The ECJ accepted almost without question J&J’s and Shire’s arguments related to the incompatibility of the Austrian-authorised Nivalin with EU marketing application authorisation rules. As such, it refuted the argument put forward by Generics UK that the data exclusivity period for the reference, galantamine-based, product had expired in 2001. By rejecting the claim that Nivalin was properly authorised, the Court had no need to address the claim by the originator companies that the real expiry date would be in 2010.
But given that Generics UK’s arguments all seem tenuous at best, why was the case ever brought before Europe’s highest court? It appears that there are a multitude of potential reference products floating around Europe following the recent accession of new Member States to the EU. Essentially the Nivalin case was a test case for the generics industry. If it had been successful here, then it may have been able to piggy-back new products on reference products that still remained on the market in countries such as Lithuania and Poland, but were never authorised in accordance with EU law.
It is possible to claim that these drugs might be relatively safe, given that they have been in use and on the market in their respective countries for a number of years. However, they have been placed on the market with relatively little data and therefore it is perhaps more problematic to suggest that a generic version of such a drug, based on the restricted data, could be as safe. Indeed, generic companies that attempted to use this method of authorisation may in the future have found themselves to be in severe difficulties both ethically and legally where a drug has not performed as it should.
Legally, the onus is on the accession Member States to ensure that any drugs that do not conform to EU regulations do not remain on the market. However, it is also possible for them to have negotiated transitional arrangements with the Commission for these products. There is a suspicion that a Member State that has done neither is failing to act on grounds of protectionism.
For example, suppose a company has successfully and safely been selling its product on a national market for decades, and then following a political intervention at international level its product either has to be removed from the market or undergo a series of tests that could also result in its withdrawal. Would a national government from a newer Member State be automatically willing to see that product disappear? Such countries have a need for cheaper drugs, many domestically generated and therefore widely recognised. Their removal could not only have budgetary implications, but could cause confusion amongst patients.

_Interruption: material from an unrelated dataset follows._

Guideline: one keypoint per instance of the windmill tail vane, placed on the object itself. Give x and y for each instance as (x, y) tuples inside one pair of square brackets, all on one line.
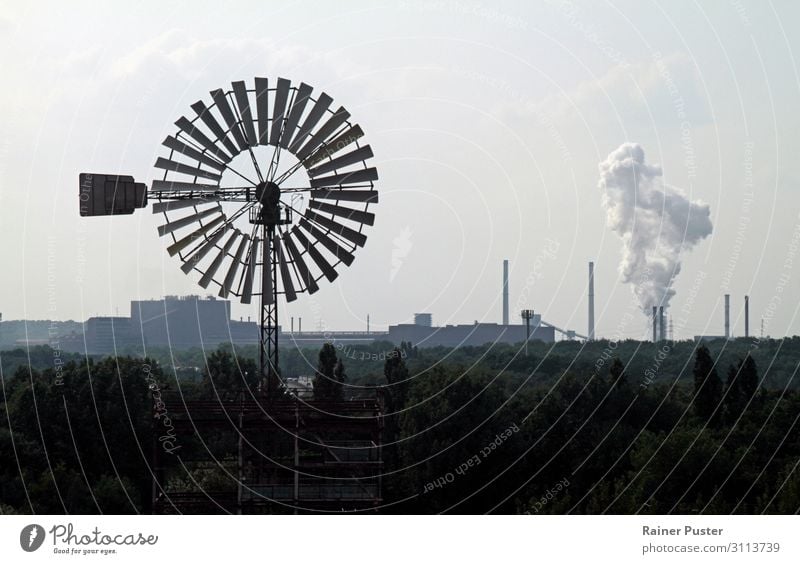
[(264, 192)]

What is more, the upgrading of such products and their dossiers to comply with EU regulations places an increased work burden on both companies and competent authorities.
The agencies of Estonia, Iceland and Liechtenstein said either that they had agreed no transitional period with the Commission or did not require one. Ms Margit Plakso of the Estonian agency said that all products that were not authorised in accordance with EU by 2004 were removed from the market. Both Ireland and Malta enjoyed transitional period agreements with the Commission and have since removed all products from the market that do not comply with EU legislation. The other Member States have not reassured that this is the case.